On second thought, perhaps he’d want the scone later. Troy shoved it into a pocket. He didn’t care one whit about crumbs.
“If that fellow’s waiting on you in the back, perhaps you’d best exit out the front. So you don’t have to get your suit mussed in the alley.” Jeremiah smiled. “It’s filthy back there.”
“Ah. I see. Yes, thanks.” Troy grinned back. “Could you tell him to meet me around front?”

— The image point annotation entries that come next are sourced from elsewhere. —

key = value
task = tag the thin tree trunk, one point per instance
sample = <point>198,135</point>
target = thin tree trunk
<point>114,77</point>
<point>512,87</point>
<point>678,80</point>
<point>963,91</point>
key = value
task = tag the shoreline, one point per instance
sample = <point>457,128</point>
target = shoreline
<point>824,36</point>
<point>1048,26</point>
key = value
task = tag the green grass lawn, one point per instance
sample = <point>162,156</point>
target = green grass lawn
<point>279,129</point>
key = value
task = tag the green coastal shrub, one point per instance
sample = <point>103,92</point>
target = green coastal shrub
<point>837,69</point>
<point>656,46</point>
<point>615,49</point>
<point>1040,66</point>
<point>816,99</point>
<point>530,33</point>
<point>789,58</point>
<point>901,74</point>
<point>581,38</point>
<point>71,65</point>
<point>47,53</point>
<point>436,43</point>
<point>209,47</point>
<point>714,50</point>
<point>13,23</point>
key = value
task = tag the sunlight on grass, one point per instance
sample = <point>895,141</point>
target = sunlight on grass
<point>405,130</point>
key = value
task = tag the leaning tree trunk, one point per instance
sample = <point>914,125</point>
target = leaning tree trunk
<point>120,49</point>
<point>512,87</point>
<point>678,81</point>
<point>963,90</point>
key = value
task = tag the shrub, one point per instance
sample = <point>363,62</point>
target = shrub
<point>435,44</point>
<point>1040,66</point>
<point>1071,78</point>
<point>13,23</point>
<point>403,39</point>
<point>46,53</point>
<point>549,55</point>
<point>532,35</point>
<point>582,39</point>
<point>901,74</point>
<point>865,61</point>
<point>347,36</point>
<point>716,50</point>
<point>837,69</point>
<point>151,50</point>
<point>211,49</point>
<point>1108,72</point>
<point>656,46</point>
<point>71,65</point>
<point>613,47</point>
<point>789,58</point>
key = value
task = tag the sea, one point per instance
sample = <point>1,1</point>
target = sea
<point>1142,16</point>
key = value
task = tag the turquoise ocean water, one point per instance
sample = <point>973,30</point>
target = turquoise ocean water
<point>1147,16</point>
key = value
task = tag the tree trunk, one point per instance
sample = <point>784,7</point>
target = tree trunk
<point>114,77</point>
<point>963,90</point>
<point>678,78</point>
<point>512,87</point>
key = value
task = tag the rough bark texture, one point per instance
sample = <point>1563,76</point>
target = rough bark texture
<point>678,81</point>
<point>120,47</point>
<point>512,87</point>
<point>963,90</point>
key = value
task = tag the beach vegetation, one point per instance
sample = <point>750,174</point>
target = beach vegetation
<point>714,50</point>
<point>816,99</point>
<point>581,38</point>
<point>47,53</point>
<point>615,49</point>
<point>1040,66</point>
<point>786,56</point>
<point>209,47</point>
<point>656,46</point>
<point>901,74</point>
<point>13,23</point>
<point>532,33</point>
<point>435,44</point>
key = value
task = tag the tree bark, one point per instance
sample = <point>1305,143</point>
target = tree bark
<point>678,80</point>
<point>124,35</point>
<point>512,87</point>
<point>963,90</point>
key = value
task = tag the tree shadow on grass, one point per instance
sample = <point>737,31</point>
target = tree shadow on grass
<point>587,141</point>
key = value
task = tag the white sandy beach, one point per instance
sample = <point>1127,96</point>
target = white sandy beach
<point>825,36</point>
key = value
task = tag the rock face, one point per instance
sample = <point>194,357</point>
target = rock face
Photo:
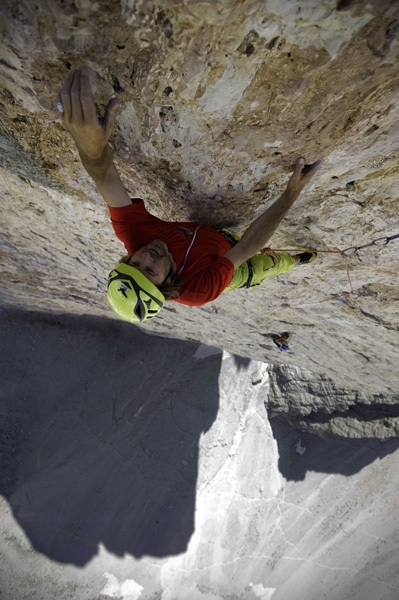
<point>217,99</point>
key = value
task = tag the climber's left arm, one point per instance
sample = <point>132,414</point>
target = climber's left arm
<point>91,135</point>
<point>260,231</point>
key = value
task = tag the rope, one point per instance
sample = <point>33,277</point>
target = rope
<point>347,253</point>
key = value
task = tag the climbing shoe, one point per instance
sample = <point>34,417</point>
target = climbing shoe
<point>306,257</point>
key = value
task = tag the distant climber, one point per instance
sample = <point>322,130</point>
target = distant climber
<point>281,340</point>
<point>188,262</point>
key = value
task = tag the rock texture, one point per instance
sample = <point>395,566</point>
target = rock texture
<point>217,99</point>
<point>116,483</point>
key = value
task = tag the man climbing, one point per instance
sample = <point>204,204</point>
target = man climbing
<point>185,262</point>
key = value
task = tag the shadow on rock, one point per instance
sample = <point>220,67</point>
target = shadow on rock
<point>100,434</point>
<point>301,451</point>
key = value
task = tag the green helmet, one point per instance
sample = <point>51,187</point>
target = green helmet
<point>132,296</point>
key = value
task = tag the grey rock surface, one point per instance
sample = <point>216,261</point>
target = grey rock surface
<point>217,99</point>
<point>145,468</point>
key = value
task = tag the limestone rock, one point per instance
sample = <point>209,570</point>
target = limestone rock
<point>217,99</point>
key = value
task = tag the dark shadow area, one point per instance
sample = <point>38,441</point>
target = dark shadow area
<point>339,455</point>
<point>100,428</point>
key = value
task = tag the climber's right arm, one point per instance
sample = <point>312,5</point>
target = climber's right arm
<point>91,136</point>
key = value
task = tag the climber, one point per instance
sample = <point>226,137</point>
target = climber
<point>185,262</point>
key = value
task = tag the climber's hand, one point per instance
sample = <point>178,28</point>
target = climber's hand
<point>301,176</point>
<point>75,100</point>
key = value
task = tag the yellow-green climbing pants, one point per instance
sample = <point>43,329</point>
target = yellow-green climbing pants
<point>262,266</point>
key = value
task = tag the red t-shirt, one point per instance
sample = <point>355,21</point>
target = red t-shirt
<point>206,272</point>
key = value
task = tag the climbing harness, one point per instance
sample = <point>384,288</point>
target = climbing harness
<point>188,250</point>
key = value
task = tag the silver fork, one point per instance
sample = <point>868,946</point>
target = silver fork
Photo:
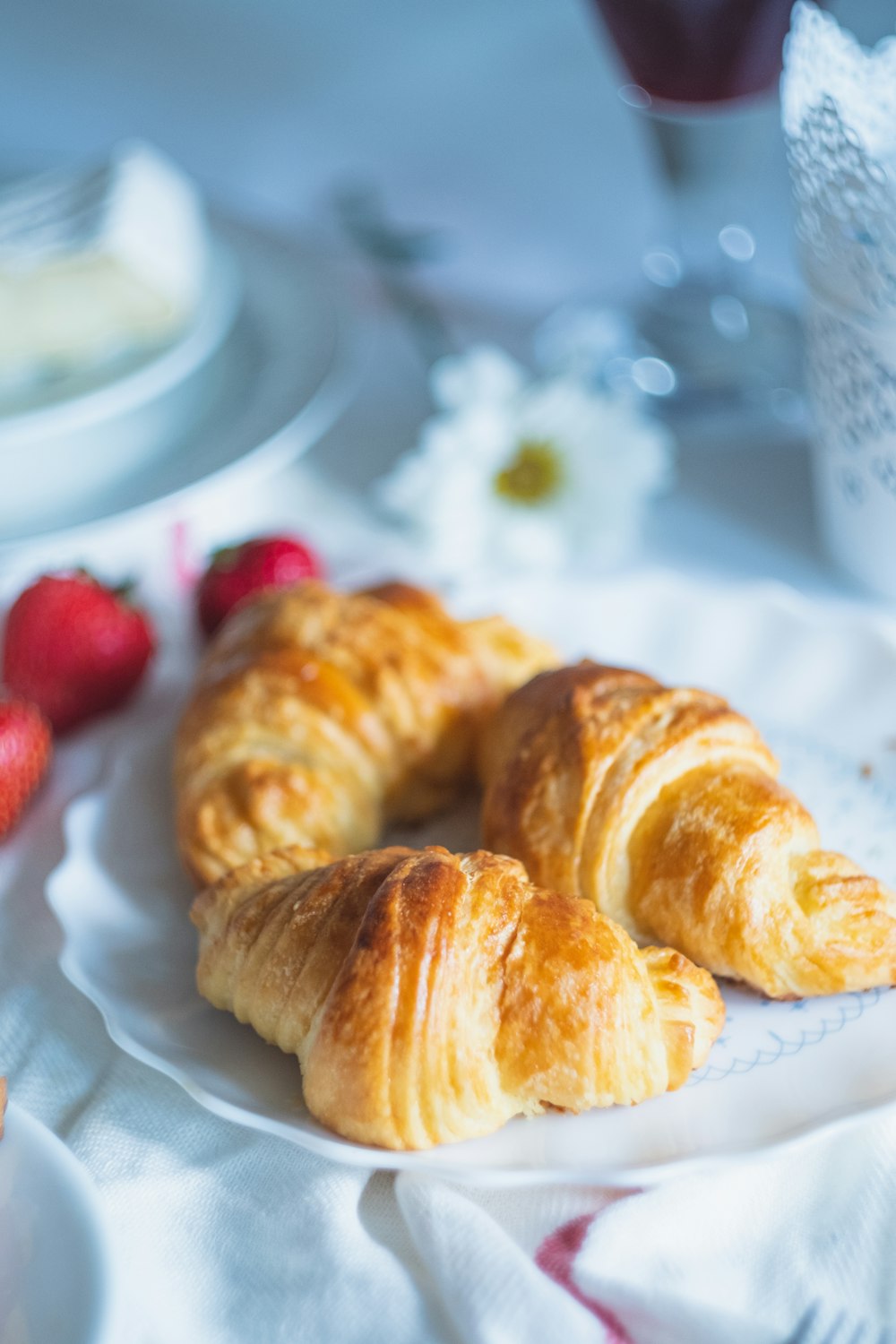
<point>54,210</point>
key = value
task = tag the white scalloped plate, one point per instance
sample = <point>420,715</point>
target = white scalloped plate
<point>780,1072</point>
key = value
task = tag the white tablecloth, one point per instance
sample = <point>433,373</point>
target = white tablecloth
<point>223,1236</point>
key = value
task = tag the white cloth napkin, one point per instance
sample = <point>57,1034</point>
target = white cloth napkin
<point>223,1236</point>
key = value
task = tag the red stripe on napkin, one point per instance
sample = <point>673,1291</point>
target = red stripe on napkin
<point>556,1255</point>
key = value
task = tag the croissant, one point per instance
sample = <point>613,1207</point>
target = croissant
<point>319,717</point>
<point>432,996</point>
<point>662,806</point>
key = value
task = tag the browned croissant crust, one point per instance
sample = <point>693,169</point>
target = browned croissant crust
<point>662,806</point>
<point>432,996</point>
<point>317,717</point>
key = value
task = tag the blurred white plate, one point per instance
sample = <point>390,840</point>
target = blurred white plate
<point>56,1281</point>
<point>780,1073</point>
<point>282,381</point>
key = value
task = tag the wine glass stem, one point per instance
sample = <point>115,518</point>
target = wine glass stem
<point>702,159</point>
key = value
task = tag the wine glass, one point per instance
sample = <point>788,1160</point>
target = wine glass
<point>700,69</point>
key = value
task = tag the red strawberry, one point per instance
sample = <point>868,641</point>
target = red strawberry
<point>75,647</point>
<point>26,747</point>
<point>239,570</point>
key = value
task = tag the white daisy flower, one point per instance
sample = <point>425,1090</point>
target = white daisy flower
<point>514,473</point>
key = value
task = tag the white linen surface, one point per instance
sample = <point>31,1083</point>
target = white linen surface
<point>225,1236</point>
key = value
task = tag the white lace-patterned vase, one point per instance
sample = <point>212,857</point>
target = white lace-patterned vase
<point>839,105</point>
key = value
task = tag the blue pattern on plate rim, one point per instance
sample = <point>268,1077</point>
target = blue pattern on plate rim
<point>857,816</point>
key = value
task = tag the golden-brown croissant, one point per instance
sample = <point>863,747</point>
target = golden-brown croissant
<point>317,717</point>
<point>432,996</point>
<point>662,806</point>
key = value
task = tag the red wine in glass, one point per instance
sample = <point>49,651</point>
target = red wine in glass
<point>697,51</point>
<point>697,72</point>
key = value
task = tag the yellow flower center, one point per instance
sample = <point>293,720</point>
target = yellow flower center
<point>532,476</point>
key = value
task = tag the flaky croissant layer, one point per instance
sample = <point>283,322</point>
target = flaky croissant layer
<point>317,717</point>
<point>662,806</point>
<point>432,996</point>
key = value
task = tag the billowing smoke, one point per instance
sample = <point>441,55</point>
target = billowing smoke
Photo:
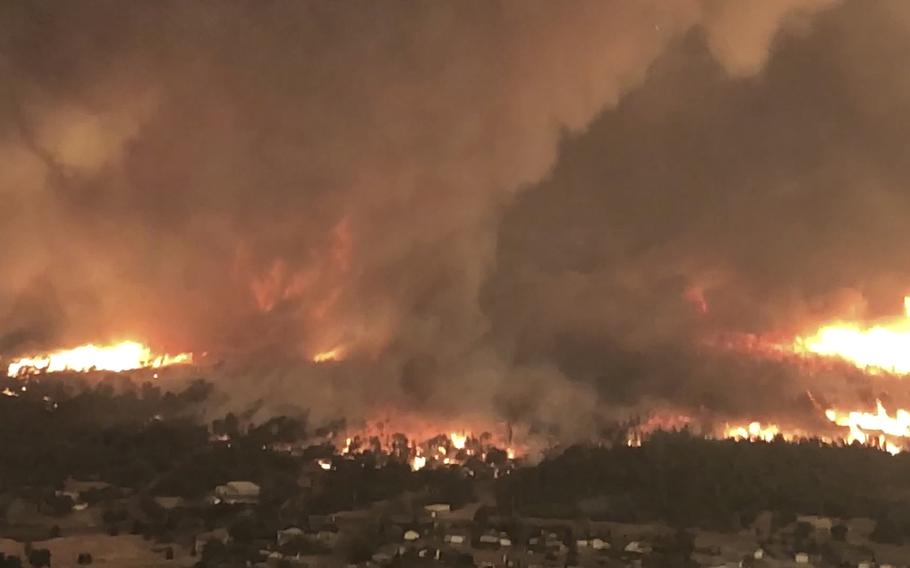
<point>496,208</point>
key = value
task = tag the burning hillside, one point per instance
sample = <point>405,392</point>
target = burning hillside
<point>116,357</point>
<point>551,216</point>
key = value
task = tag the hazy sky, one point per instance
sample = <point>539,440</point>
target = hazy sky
<point>524,203</point>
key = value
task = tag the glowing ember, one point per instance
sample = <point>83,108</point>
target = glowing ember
<point>755,431</point>
<point>880,422</point>
<point>335,354</point>
<point>458,440</point>
<point>123,356</point>
<point>884,347</point>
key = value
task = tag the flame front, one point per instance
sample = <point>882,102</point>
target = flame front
<point>335,354</point>
<point>880,423</point>
<point>754,431</point>
<point>123,356</point>
<point>883,347</point>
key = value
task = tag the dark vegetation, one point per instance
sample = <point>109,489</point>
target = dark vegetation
<point>689,481</point>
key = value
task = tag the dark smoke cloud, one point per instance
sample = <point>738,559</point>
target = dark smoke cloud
<point>495,207</point>
<point>779,197</point>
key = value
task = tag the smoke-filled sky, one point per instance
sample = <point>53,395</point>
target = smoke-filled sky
<point>506,208</point>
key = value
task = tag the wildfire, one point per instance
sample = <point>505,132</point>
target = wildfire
<point>335,354</point>
<point>883,347</point>
<point>754,431</point>
<point>123,356</point>
<point>458,440</point>
<point>861,423</point>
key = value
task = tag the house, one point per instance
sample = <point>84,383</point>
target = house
<point>819,524</point>
<point>489,541</point>
<point>237,492</point>
<point>637,547</point>
<point>436,508</point>
<point>220,535</point>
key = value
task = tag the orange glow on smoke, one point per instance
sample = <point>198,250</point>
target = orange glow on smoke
<point>458,440</point>
<point>754,431</point>
<point>871,427</point>
<point>882,347</point>
<point>117,357</point>
<point>336,354</point>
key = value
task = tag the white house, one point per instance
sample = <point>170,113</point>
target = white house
<point>238,492</point>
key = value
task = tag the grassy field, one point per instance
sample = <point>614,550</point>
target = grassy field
<point>128,551</point>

Jeremiah glanced at the counter. A handful of people had lined up, and they looked none to patient. “Oh, I’ll do that, but it may take me a mite longer to get him the message than he’d like.”
“Whenever you can manage.” Troy tipped his hat.
He slipped out the front door. There was enough a gap in traffic for him to walk swiftly across—it wouldn’t do to jog. He made it with room to spare as a huge double-wagon loaded with grain came trundling along, a pair of surly diprotodon baying and moaning as they pulled. A line of motor-wagons honked their horns from behind.
“I suppose I’ll miss that appointment with Peace Branch,” Troy murmured. “So busy on these streets, it’s difficult to find a fellow.”